Prism is a lightweight, extensible syntax highlighter, built with modern web standards in mind. It is dead simple in use - just include prism.css, prism.js on your page and use proper HTML5 code tags. The core file is 2KB minified and gzipped with each extra language and theme adding 100 - 500 bytes. Prism makes very easy to define new languages. The only thing you need is a good understanding of regular expressions.

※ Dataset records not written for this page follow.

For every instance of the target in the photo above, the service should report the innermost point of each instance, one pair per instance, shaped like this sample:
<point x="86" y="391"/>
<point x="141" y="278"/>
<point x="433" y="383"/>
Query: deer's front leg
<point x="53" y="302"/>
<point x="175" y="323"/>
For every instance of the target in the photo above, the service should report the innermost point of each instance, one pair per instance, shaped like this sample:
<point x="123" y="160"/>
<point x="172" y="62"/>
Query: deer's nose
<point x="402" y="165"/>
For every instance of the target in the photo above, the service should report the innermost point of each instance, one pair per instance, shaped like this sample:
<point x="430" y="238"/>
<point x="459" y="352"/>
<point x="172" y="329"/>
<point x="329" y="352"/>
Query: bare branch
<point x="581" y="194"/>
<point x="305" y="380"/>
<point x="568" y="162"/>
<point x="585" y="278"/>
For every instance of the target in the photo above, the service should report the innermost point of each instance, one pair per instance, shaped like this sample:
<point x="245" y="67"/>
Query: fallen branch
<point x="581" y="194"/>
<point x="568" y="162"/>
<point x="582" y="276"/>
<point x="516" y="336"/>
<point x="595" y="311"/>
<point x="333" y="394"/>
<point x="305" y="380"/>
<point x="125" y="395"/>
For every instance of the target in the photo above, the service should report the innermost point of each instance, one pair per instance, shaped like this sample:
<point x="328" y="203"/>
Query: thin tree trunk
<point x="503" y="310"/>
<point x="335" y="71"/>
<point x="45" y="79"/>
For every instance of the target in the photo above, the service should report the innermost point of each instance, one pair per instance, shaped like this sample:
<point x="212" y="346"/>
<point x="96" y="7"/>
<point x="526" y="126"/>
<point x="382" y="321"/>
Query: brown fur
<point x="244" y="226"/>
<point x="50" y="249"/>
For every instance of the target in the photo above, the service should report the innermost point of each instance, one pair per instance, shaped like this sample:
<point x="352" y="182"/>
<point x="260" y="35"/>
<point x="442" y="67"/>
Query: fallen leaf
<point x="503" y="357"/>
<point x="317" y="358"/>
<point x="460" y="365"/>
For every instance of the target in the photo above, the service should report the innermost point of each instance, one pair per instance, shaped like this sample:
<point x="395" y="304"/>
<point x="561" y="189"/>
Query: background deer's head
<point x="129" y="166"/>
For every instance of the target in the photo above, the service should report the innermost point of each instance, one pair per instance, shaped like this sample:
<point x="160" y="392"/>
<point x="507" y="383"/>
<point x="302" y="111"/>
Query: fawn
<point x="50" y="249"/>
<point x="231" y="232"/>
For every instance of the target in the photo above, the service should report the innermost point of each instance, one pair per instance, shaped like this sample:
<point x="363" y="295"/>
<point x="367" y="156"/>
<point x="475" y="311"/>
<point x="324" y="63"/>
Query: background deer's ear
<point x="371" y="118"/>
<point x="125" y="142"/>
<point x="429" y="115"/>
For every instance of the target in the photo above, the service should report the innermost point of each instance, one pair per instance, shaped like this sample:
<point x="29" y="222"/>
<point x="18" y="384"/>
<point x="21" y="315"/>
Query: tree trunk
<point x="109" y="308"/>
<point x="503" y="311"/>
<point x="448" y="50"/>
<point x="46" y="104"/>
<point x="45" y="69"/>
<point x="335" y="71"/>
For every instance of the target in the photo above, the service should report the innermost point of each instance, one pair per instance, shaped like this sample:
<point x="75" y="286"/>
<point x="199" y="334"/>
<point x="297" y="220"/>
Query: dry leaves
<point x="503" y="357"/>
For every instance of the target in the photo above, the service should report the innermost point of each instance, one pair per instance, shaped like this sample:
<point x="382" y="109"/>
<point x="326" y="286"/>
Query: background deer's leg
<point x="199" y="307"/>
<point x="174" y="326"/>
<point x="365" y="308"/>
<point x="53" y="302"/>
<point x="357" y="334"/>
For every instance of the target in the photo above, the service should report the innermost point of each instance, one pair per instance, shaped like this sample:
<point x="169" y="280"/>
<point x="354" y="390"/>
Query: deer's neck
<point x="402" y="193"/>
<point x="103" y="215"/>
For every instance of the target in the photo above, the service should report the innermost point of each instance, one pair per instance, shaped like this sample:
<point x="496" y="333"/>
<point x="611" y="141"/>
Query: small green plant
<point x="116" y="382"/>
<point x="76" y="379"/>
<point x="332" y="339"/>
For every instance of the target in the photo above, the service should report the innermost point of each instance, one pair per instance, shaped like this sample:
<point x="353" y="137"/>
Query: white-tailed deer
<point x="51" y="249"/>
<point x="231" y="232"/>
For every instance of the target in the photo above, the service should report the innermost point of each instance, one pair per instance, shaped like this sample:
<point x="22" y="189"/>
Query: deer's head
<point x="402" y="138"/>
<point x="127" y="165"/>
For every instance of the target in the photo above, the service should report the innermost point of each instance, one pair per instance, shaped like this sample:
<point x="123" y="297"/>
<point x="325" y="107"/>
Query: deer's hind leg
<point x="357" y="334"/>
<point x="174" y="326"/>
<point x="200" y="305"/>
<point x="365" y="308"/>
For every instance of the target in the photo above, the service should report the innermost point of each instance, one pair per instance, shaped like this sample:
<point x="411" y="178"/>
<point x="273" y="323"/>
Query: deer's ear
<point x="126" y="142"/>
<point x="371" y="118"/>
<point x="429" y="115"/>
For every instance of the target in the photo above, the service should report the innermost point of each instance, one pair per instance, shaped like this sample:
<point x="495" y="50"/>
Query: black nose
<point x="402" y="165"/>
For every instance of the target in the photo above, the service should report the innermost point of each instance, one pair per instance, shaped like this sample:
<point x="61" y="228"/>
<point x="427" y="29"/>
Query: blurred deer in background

Prism encourages good author practices. Other highlighters encourage or even force you to use elements that are semantically wrong, like <pre> (on its own) or <script>. Prism forces you to use the correct element for marking up code <code> - on its own for inline code, or inside a <pre> for blocks of code. In addition, the language is defined through the way recommended in the HTML5 draft: through a language-xxxx class.

SyntaxHighlighter

SyntaxHighlighter is an open source JavaScript client side code syntax highlighter for the web and web-apps. It was originally created in 2004 and is still maintained by Alex Gorbatchev and other contributors. The history of this project predates majority of the common web technologies and it has been a challenge for Alex to dedicate time and effort to keep it up to date. SyntaxHighlighter is currently used and has been used in the past by Microsoft, Apache, Mozilla, Yahoo, Wordpress, Bug Labs, Freshbooks and many other companies and blogs.

The commit activity and update for this JavaScript library is not high. Updates happen once in half a year, while previously mentioned Highlight.js and Prism maintained almost every day.